Preuve de l’Employeur
[76] L’Employeur n’a pas présenté de preuve additionnelle à celle déjà produite au dossier.
POSITION DES PARTIES
Le Syndicat
[77] Le Syndicat rappelle que la décision de l’Employeur de faire perdre le gagne- pain de madame Pageau, se produit après qu’elle ait accompli 448,5 jours entre 2009 et 2013, soit près de cinq ans de suppléance et de contrats en enseignement à la commission scolaire.
[78] Il soumet que les paroles prononcées par madame Pageau doivent être placées dans leur contexte, ce qui leur retire toute gravité objective, de telle sorte que la décision de l’Employeur de retirer son nom de la liste de suppléance, pour ce seul motif, est déraisonnable et rend la décision abusive.
[79] Il rappelle les exigences de la bonne foi du Code civil, lesquelles s’imposent tant au moment de la naissance d’une obligation, lors de son exécution qu’au moment de son extinction. Celles-ci sont réputées faire partie de toute convention collective.
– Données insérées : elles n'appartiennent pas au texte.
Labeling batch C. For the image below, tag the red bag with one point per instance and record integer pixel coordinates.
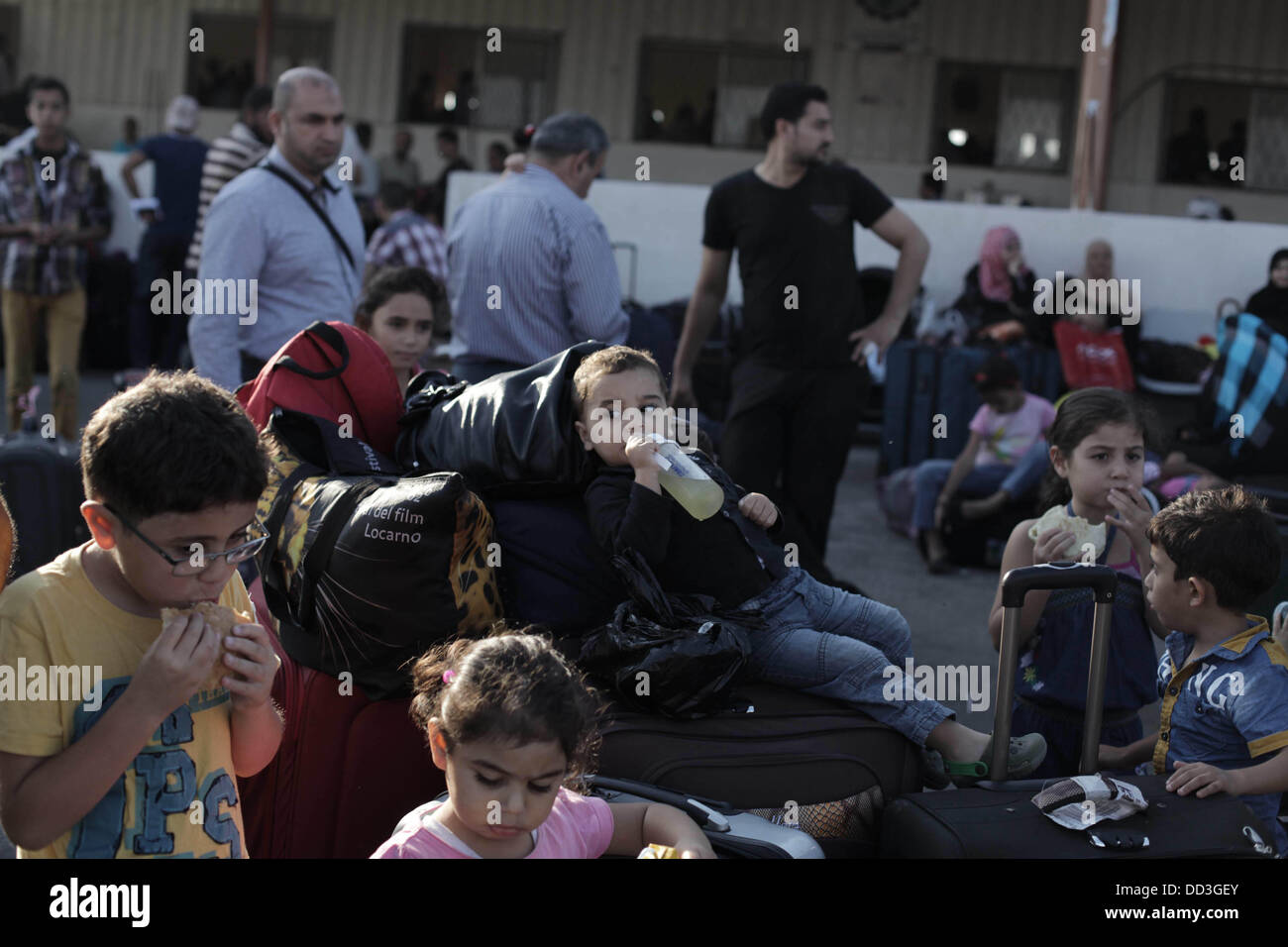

[80] Le caractère raisonnable des droits de gestion doit aussi être examiné en tenant compte de l’ensemble des circonstances.
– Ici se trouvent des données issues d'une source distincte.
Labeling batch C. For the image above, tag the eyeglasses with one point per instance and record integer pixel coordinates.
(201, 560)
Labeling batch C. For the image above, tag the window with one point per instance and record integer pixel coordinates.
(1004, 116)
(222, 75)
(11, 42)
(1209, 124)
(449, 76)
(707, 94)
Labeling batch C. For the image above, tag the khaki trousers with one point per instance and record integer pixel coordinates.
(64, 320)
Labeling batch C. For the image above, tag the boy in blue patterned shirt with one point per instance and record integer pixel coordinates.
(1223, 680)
[81] Contrairement aux enseignants titulaires, les enseignants suppléants ne connaissent pas les élèves qui leur sont confiés.
[82] Le 24 octobre 2013, madame Pageau doit remplacer en fin de journée, alors que les élèves reviennent d’activités diverses au cours de la journée et le titulaire l’avise alors que ce ne sera pas évident. Même les élèves lui disent qu’elle va souffrir, en disant avoir fait pleurer la dernière suppléante. Le titulaire l’avise également qu’un élève devra possiblement être expulsé. Madame Pageau ne connaît pas l’élève en question et les élèves ne sont pas installés à leur place. Tel est le contexte dans lequel les paroles sont prononcées.
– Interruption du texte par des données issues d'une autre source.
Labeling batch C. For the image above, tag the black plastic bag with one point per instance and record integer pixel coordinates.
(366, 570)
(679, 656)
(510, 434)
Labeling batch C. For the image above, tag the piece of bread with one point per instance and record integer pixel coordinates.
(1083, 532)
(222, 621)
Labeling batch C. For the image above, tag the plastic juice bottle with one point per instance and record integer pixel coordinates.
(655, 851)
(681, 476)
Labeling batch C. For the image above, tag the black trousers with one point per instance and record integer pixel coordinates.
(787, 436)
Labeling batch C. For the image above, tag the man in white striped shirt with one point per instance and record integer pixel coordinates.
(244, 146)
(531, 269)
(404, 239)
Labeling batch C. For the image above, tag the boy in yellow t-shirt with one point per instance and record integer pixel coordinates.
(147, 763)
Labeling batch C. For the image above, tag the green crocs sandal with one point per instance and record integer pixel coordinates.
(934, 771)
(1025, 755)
[83] Un expert est venu expliquer que la gestion de classe est la compétence la plus difficile et que madame Pageau a eu un comportement éthique en ce qu’elle a expliqué à l’élève que son expression se voulait humoristique. Par conséquent, la décision de la commission scolaire, basée sur ce seul événement, est d’une sévérité disproportionnée à son endroit.
[84] Le milieu de l’éducation présente une certaine violence à laquelle les enseignants sont quotidiennement confrontés. Un enseignant moins expérimenté est aussi exposé à des interactions spontanées enseignants-élèves et les attentes ne peuvent pas être les mêmes à l’endroit d’un enseignant en début de carrière : il n’est pas raisonnable de s’attendre à une totale absence d’erreur et à la perfection; les nouveaux enseignants sont aussi des êtres humains.
[85] Dans la lettre E-4, madame Pageau exprime ses regrets: elle a fait tout ce qu’elle pouvait faire pour corriger. Un employeur raisonnable lui aurait permis de rencontrer les parents, l’élève, etc. L’utilisation de l’humour, par madame Pageau, est corroborée par la preuve testimoniale et par l’évaluation de l’année scolaire 2008-2009 (S-18). Le contexte d’humour dans lequel ses paroles ont été prononcées colore tout autrement l’impact qu’ont pu avoir ses propos et son intention réelle.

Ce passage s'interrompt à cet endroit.